I’ve mulled this question over as a daily practice for the past weeks as I’ve pondered Jesus’ words in Luke 13:1-9, “unless you repent, you too will all perish.”

It’s not that I haven’t heard the word before. I associate it with being sorry for one’s sins and making amends—and beyond that, with extreme gestures of penance. It’s a downright uncomfortable, if not painful word, often associated with punishment and self-abnegation, meaning it has accumulated in English ever since Wycliff’s first translation of the Bible into English, carried over into modern revivalism.

I looked up the original Greek word: metanoia. To change one’s mind and course of action.
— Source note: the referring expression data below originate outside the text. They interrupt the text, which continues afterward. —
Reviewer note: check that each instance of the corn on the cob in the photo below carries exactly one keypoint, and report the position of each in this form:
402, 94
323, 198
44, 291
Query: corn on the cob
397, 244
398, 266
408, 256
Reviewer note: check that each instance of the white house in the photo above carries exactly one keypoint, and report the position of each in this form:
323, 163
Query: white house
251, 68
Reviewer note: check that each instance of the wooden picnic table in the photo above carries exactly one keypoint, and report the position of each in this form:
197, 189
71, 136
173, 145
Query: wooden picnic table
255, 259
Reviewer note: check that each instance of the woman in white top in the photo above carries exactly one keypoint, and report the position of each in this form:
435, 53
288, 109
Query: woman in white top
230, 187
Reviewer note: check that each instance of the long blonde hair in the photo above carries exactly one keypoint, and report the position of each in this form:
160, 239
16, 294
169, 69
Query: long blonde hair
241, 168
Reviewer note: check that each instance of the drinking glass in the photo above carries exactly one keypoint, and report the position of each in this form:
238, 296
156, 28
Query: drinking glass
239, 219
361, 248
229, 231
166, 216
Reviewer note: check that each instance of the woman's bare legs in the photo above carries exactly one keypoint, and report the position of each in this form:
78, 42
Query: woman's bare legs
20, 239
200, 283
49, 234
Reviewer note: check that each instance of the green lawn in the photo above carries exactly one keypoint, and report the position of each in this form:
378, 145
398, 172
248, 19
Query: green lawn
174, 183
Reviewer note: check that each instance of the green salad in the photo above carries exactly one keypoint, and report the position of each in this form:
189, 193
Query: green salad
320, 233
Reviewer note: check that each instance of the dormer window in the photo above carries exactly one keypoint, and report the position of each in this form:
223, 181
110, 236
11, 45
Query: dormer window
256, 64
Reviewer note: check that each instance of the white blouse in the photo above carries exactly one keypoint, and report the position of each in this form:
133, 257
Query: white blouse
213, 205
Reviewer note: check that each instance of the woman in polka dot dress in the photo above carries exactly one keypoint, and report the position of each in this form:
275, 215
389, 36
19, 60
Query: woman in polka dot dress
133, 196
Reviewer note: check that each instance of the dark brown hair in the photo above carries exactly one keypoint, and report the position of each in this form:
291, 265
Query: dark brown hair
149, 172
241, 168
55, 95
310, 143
A few chapters earlier, in Luke 10: 25-28, a lawyer questions Jesus on what he must do to inherit eternal life. Jesus turns the question back to the lawyer, asking what he has found in Jewish law. The lawyer answers, “Love the Lord your God with all your heart, with all your soul, with all your strength, and with all your mind; and your neighbor as yourself.” Right on, Jesus tells him.

It’s hard to stay oriented in our love of God and our neighbor in a world driven by values of individual accomplishment, duty and success. We need constant reminding. We need daily repentance. Not self-flagellation, but reorientation. We need to live our faith.

Misinterpretations of repentance as punishment for imperfection—if only I do this perfectly, or selflessly, or righteously I can avoid disapproval, pain, and death—are ego-driven. There is nothing we can do to earn God’s grace. We need to embrace our human limitations every day, to feel our regret and our need for greater guidance. We need to remember our place in creation, infused with the spirit and connected to one another.

As I’ve meditated on repentance—allowing time to feel the priorities of divine and human love in my life—I’ve had a recurring image of my first child at age two (she’s now 32), crawling into my lap in her red hand-knit sweater, her smiling round face eager for a hug. It’s not that she lacked for affection, but she was followed by three siblings, so often had to give up my lap. I was often distracted while juggling life, work, graduate school, and childcare. I called her and told her I wished I could go back in time and hug her more often. Amused, she said, “I’m still the same person. I’m still here.””

I invite you to repent daily during this Lenten season—to find time every day to reorient yourselves in the embrace of a loving God and to share that love in your daily life.